人間が平均的に80年掛けてやることを犬は僅か15年で全てを済ま
していくのです。彼らとの一日を大切にしてください。彼らにたく
さん話しかけてあげてください。彼らには言葉は通じません。しか
し話しかけてくれてるということは判ってます。信頼する飼い主に
話しかけてもらえることは、彼らにとってとても嬉しいことです。

そして、一番大切な事。それは彼らが私達を愛してくれてるという
ことです。人間なんて殆どのペットからしてみれば、本気で歯向か
えば打ち負けせられない相手ではありません。でも彼らは本気で歯
向かってきません。

何故なら、人間が大好きで愛してるからです。一緒に居たいのです
。触れてもらいたいのです。それだけで彼らは幸せなのです。

叱られると、とても悲しいのです。でも言葉が通じないから、また
同じ過ちをしてしまうことがあります。そしてまた叱られます。と
ても悲しいです。それでも一緒に居たいのです。それだけで悲しみ
が消えるんです。

気付いてあげてほしい。その純粋な愛情を向けられてることに。
そして、応えてあげてほしい。
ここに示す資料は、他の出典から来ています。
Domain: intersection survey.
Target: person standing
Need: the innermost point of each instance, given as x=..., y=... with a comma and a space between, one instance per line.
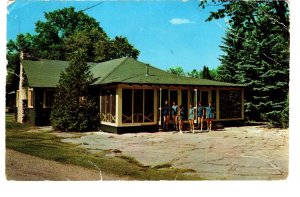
x=166, y=114
x=175, y=115
x=200, y=115
x=192, y=117
x=181, y=118
x=209, y=115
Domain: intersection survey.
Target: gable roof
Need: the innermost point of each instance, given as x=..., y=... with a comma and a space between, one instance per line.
x=46, y=73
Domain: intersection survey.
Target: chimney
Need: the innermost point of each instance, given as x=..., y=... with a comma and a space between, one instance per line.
x=147, y=70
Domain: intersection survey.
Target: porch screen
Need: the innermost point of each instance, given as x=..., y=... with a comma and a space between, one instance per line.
x=149, y=106
x=137, y=106
x=108, y=105
x=230, y=104
x=126, y=106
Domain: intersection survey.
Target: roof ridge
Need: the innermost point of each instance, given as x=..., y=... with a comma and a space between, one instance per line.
x=126, y=58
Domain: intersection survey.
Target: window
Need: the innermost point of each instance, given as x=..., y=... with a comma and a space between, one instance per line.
x=230, y=104
x=184, y=100
x=149, y=106
x=30, y=98
x=48, y=98
x=137, y=106
x=17, y=98
x=108, y=105
x=127, y=106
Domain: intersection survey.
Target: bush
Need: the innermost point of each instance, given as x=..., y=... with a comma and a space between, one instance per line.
x=285, y=114
x=74, y=108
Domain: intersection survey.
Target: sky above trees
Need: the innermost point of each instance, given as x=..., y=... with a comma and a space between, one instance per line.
x=167, y=33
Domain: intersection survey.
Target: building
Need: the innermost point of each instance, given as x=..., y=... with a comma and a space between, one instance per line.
x=129, y=92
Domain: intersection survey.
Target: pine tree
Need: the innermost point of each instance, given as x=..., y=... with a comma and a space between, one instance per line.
x=285, y=114
x=205, y=73
x=256, y=53
x=74, y=108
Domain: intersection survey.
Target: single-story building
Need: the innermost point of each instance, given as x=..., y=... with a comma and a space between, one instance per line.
x=130, y=93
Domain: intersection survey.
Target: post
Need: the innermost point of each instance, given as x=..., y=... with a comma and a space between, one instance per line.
x=155, y=106
x=22, y=94
x=217, y=105
x=160, y=95
x=119, y=106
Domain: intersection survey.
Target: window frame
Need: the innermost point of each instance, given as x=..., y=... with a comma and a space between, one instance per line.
x=45, y=97
x=30, y=98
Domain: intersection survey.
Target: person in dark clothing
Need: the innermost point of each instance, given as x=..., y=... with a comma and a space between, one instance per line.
x=181, y=118
x=166, y=114
x=209, y=115
x=200, y=115
x=175, y=114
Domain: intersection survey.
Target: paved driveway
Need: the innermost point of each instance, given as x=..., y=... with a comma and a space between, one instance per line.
x=236, y=153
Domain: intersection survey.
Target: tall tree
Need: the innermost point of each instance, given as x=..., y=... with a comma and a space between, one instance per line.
x=63, y=32
x=74, y=108
x=60, y=24
x=256, y=53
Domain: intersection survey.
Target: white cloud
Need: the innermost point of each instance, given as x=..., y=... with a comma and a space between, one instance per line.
x=180, y=21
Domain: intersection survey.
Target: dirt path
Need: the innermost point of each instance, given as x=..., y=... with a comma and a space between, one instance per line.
x=23, y=167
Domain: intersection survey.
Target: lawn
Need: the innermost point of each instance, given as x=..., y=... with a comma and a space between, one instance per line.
x=48, y=146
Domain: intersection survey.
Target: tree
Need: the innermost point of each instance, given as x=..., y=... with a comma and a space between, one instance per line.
x=74, y=108
x=256, y=53
x=285, y=114
x=62, y=33
x=59, y=25
x=176, y=71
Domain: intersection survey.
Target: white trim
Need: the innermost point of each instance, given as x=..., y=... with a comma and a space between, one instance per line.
x=108, y=123
x=137, y=124
x=31, y=98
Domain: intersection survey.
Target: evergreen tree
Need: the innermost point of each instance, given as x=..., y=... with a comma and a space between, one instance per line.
x=74, y=108
x=256, y=53
x=285, y=114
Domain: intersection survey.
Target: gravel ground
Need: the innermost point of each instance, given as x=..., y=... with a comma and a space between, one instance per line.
x=235, y=153
x=23, y=167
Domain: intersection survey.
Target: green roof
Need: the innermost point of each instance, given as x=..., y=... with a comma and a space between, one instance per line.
x=46, y=73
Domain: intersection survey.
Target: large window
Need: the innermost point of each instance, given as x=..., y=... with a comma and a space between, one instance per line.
x=184, y=100
x=230, y=104
x=149, y=106
x=30, y=98
x=137, y=106
x=108, y=105
x=127, y=106
x=48, y=98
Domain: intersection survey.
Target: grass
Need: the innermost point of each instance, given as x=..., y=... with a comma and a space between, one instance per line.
x=48, y=146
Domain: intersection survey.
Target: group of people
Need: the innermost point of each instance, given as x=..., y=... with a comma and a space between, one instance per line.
x=178, y=116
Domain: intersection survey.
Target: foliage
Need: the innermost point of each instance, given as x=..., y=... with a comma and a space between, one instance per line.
x=63, y=32
x=74, y=108
x=177, y=71
x=285, y=114
x=202, y=74
x=256, y=53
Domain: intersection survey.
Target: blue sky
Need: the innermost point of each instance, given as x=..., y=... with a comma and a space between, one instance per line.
x=167, y=33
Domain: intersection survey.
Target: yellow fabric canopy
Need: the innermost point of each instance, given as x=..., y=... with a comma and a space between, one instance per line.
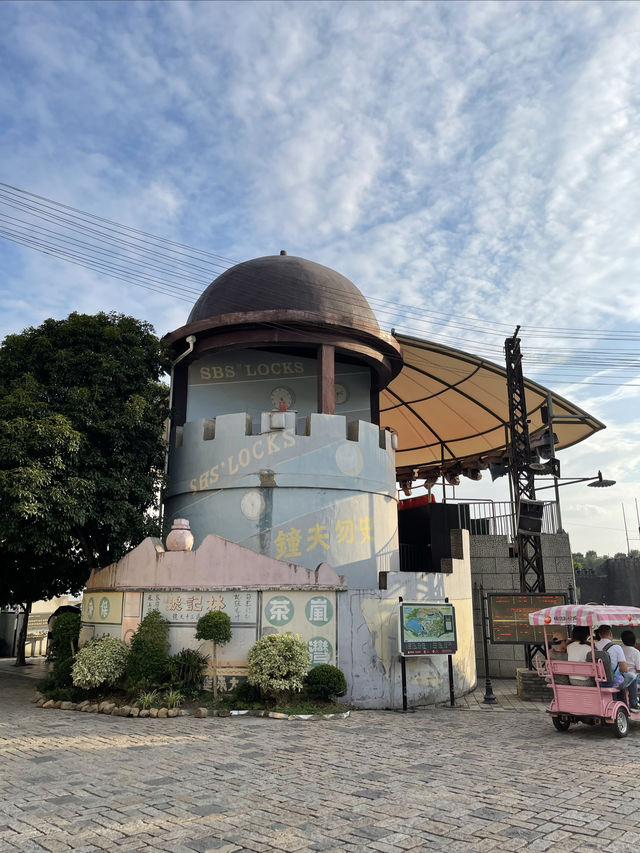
x=450, y=410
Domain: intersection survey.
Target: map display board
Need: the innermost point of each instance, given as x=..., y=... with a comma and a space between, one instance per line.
x=427, y=628
x=509, y=616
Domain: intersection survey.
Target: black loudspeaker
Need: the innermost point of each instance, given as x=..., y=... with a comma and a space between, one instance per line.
x=530, y=517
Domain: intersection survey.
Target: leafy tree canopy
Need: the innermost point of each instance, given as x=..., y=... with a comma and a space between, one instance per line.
x=82, y=410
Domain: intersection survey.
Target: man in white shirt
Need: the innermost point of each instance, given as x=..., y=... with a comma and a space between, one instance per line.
x=619, y=663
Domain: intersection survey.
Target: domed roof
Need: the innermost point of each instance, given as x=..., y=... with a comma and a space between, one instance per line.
x=283, y=282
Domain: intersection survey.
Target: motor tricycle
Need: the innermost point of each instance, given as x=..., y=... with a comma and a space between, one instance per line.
x=596, y=701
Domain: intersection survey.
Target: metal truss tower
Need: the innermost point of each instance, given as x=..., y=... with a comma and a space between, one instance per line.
x=522, y=478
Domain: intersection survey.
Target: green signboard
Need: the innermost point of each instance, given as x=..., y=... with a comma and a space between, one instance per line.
x=427, y=628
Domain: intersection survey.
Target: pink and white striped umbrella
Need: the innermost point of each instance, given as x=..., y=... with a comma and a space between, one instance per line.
x=590, y=615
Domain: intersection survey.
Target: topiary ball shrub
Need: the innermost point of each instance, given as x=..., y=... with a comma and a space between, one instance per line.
x=100, y=663
x=278, y=664
x=148, y=662
x=325, y=682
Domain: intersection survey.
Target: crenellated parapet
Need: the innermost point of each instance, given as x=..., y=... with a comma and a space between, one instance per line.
x=224, y=453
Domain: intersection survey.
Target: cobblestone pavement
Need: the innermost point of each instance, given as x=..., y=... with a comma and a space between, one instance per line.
x=438, y=779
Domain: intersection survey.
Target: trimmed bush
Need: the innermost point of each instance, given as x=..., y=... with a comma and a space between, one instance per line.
x=278, y=664
x=100, y=663
x=148, y=662
x=188, y=667
x=64, y=636
x=64, y=644
x=325, y=682
x=216, y=627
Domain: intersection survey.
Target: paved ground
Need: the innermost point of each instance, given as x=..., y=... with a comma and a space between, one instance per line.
x=438, y=779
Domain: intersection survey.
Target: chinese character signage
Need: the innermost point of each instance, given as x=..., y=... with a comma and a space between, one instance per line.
x=186, y=607
x=427, y=629
x=509, y=616
x=102, y=607
x=312, y=615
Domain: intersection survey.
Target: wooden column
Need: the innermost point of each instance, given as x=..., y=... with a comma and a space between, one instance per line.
x=326, y=379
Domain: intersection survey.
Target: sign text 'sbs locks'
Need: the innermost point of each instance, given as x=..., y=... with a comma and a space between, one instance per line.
x=219, y=372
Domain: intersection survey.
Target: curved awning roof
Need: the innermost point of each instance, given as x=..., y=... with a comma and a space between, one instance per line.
x=450, y=411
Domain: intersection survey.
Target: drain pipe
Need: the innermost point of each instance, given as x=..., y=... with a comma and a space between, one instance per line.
x=190, y=339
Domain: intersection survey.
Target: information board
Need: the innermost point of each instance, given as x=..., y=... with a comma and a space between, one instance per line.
x=509, y=616
x=427, y=628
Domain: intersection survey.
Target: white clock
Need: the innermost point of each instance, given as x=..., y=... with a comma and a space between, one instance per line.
x=282, y=394
x=342, y=393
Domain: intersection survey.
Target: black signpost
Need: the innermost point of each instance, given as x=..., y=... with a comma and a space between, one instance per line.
x=505, y=620
x=427, y=628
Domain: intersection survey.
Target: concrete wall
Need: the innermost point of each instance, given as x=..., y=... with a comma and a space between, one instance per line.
x=496, y=571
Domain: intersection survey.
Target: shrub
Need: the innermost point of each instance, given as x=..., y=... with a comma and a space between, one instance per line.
x=246, y=692
x=173, y=698
x=148, y=699
x=188, y=667
x=214, y=626
x=325, y=682
x=64, y=636
x=149, y=657
x=277, y=665
x=64, y=644
x=100, y=662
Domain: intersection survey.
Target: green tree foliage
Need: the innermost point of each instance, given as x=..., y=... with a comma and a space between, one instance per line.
x=325, y=682
x=278, y=664
x=100, y=663
x=216, y=627
x=81, y=450
x=148, y=661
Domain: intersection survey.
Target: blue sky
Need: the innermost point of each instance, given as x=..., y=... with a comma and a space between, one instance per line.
x=460, y=160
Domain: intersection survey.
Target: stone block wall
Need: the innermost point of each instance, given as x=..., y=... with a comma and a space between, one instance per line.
x=495, y=567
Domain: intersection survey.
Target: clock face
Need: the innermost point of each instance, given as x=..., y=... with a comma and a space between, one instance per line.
x=342, y=393
x=282, y=394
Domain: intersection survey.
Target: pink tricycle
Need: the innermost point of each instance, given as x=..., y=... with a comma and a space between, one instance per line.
x=590, y=702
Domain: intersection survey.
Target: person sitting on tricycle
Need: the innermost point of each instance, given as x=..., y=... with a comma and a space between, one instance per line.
x=623, y=677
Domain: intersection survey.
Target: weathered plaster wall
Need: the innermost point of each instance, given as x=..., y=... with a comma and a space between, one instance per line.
x=369, y=636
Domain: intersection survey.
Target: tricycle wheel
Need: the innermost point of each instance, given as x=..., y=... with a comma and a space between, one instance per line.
x=561, y=723
x=621, y=723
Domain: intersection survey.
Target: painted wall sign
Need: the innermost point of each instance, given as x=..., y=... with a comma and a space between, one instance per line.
x=427, y=628
x=311, y=615
x=186, y=606
x=102, y=608
x=509, y=616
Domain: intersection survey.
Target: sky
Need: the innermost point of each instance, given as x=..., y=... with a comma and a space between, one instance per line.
x=470, y=166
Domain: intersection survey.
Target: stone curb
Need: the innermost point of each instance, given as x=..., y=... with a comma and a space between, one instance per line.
x=110, y=708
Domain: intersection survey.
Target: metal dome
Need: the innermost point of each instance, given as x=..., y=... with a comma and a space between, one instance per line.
x=287, y=283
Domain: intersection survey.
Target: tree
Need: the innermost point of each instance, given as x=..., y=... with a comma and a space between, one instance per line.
x=215, y=626
x=81, y=451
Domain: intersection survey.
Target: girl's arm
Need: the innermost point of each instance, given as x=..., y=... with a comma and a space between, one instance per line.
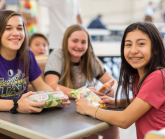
x=122, y=119
x=52, y=80
x=110, y=102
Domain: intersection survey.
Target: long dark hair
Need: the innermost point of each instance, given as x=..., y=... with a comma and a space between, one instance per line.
x=23, y=51
x=127, y=72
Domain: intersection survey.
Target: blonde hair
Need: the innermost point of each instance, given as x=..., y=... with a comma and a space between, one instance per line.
x=68, y=75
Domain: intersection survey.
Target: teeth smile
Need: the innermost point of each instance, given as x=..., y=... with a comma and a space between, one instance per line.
x=135, y=58
x=14, y=40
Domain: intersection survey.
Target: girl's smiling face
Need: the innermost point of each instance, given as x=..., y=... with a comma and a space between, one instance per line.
x=137, y=50
x=13, y=35
x=77, y=45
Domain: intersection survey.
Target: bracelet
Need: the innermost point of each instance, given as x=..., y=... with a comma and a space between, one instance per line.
x=13, y=110
x=96, y=111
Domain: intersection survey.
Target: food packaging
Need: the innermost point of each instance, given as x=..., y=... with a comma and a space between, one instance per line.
x=51, y=98
x=88, y=94
x=105, y=88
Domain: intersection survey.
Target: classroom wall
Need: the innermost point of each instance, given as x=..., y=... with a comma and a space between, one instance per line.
x=117, y=11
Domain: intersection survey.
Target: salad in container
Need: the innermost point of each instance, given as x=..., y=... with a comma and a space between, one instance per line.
x=51, y=98
x=88, y=94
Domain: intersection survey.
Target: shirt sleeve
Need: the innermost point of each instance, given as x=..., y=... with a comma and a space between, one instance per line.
x=54, y=64
x=34, y=70
x=153, y=89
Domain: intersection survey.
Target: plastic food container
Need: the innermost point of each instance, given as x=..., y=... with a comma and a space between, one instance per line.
x=105, y=88
x=51, y=98
x=88, y=94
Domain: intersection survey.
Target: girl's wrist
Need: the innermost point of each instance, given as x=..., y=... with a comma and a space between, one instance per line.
x=91, y=110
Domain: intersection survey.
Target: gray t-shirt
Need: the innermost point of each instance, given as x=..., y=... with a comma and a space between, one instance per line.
x=55, y=65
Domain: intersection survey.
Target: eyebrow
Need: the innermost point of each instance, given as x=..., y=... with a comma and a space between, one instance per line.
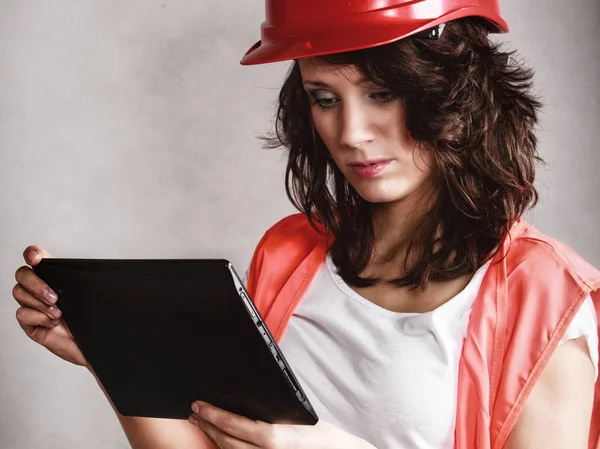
x=363, y=80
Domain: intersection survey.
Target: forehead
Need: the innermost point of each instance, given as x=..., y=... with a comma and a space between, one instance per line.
x=316, y=70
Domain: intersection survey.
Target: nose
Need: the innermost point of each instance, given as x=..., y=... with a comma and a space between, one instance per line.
x=355, y=125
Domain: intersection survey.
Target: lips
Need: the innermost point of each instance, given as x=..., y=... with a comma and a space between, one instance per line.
x=371, y=168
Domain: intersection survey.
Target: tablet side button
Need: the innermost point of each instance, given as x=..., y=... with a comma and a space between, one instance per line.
x=287, y=376
x=248, y=306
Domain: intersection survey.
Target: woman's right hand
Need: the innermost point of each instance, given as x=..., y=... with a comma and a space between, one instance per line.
x=38, y=315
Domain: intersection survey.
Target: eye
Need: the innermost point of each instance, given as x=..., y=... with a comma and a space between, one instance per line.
x=324, y=103
x=323, y=100
x=384, y=96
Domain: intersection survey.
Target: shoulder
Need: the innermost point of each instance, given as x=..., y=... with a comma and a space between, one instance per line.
x=537, y=255
x=293, y=232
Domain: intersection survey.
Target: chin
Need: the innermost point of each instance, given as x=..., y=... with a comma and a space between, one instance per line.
x=380, y=195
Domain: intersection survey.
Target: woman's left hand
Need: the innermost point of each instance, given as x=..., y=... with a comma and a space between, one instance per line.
x=230, y=431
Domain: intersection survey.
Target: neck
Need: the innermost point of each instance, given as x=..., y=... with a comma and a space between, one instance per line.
x=394, y=222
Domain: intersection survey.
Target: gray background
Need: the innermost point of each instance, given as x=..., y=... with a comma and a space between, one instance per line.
x=127, y=129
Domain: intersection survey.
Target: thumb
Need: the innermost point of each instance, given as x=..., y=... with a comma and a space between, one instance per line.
x=34, y=254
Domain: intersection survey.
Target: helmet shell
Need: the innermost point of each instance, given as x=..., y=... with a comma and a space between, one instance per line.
x=296, y=29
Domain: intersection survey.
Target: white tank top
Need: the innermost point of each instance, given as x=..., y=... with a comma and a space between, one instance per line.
x=387, y=377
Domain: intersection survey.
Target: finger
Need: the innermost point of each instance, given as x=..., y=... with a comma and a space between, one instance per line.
x=34, y=254
x=220, y=439
x=34, y=285
x=26, y=299
x=29, y=319
x=240, y=427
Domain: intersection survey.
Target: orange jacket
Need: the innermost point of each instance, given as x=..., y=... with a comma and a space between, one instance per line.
x=527, y=299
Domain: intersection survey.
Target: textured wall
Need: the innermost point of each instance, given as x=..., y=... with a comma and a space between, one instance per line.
x=127, y=129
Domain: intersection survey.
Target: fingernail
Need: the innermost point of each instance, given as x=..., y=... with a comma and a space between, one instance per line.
x=50, y=296
x=54, y=312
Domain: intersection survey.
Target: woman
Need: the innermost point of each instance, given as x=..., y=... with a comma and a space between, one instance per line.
x=415, y=305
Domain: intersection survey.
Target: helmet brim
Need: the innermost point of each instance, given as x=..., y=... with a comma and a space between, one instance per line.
x=353, y=33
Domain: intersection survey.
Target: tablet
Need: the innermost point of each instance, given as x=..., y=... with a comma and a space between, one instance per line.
x=161, y=334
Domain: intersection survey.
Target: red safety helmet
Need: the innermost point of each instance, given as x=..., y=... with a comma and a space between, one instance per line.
x=301, y=28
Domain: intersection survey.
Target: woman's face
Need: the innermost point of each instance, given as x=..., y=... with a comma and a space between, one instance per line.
x=363, y=127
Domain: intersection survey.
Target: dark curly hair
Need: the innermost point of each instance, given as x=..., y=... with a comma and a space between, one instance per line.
x=469, y=102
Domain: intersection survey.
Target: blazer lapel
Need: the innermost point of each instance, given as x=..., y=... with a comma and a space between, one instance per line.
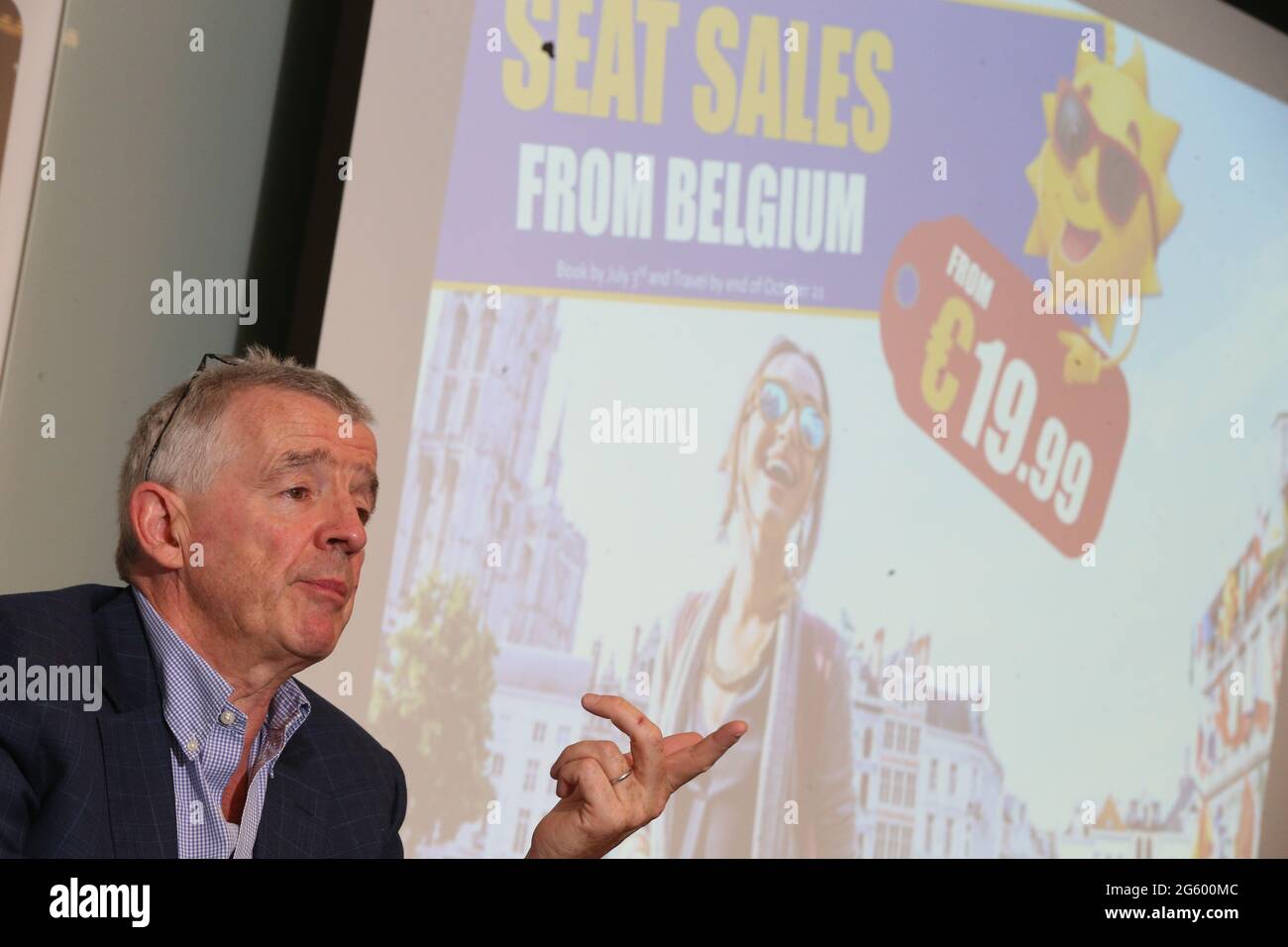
x=291, y=822
x=134, y=736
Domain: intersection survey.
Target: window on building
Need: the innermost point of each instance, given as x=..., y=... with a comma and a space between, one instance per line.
x=485, y=339
x=463, y=320
x=445, y=405
x=471, y=405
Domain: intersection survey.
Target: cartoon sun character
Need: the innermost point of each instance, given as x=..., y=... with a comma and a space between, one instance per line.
x=1104, y=198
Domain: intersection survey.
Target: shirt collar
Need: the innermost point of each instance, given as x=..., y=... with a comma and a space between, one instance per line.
x=194, y=694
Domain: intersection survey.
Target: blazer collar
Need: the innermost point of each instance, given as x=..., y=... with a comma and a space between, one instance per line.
x=134, y=736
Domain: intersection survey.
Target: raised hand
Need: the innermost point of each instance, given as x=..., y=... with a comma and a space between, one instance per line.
x=605, y=793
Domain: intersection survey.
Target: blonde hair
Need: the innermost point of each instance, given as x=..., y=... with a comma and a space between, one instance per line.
x=807, y=527
x=193, y=447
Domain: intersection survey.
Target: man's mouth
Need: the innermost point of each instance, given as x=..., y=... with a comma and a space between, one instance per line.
x=1077, y=244
x=329, y=586
x=781, y=472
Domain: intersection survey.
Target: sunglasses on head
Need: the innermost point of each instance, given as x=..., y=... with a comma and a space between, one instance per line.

その愛情に。

それが、僅か数年でこの世からいなくなってしまうペット達に人間
がしてやれる唯一にして最大のことなんじゃないかと思うわけです

看取ること。それを行いきれると。つまり向けてくれた愛情に愛情
で応えてあげれるという自信があって初めてペットを飼ってほしい

そう、cocは強く思うわけです。

何故にこんなことを唐突に書いたかという理由は敢えて書かないこ
とにします。書いた理由がなければ成立しない内容だとは思いませ
んし、一つのテキストとして独立して読んで頂ければ、それで良い
と思う次第です。

それでは今回はこれにて。
また次回の更新まで御機嫌よう。


*原文投稿時間不明の為、00時00分として転機しました。